It is unfortunately inept however, have you any idea of the energy and computing power needed to simulate a universe? Have you any idea of the energy and computing power needed to simulate a bottle of water at the atomic level? A single cell ? We can barely exhaustively study quantum systems with more than 2 particles IIRC
The universe has finite resources and the constraints of mathematics are universal or even meta-universal and so is https://en.wikipedia.org/wiki/Computational_complexity your hypothetical aliens must bends to those extreme limits. Even mankind has already mostly reached them, we have extreme diminishing returns everywhere.
Bostrom did the maths - he found that a planetary-scale computer operating on principles we know has more than enough computing power, provided you take a few shortcuts. Only go to the full quantum simulation if it's actually needed, like if there's an electron microscope pointing at the target. The twin slits phenomenon is one example of the kind of method they could use.
Why do people assume that a simulation needs to be perfect down to the very last particle? Most of that stuff is just noise. You can have everything outside the solar system be an elaborate skybox, abstract away most of the Earth's crust aside from tectonic drift and volcano/earthquakes. The Sun can be greatly simplified.

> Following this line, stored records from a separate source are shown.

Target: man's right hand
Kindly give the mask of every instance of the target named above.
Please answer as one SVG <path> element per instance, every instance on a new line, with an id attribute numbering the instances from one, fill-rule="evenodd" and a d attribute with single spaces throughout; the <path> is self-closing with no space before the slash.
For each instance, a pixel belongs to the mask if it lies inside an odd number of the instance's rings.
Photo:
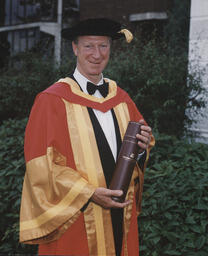
<path id="1" fill-rule="evenodd" d="M 115 202 L 112 196 L 122 196 L 122 190 L 111 190 L 107 188 L 96 188 L 94 194 L 91 197 L 91 201 L 102 206 L 105 209 L 109 208 L 124 208 L 131 203 L 131 201 L 125 201 L 123 203 Z"/>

Furthermore, what stops them using methods unknown to us, or methods that they deliberately leave out of the simulation? One might just as well say it would be prohibitively expensive to make a Minecraft computer capable of simulating the world they observe in Minecraft. They can't automate the construction of redstone circuitry like we can - and there is no notion of quantum computing at all in Minecraft. Say that there's such a thing as 'Quantum Computing 2' using more advanced physics that we can't even access - that would make it very easy. But that's not even required, according to Bostrom's analysis.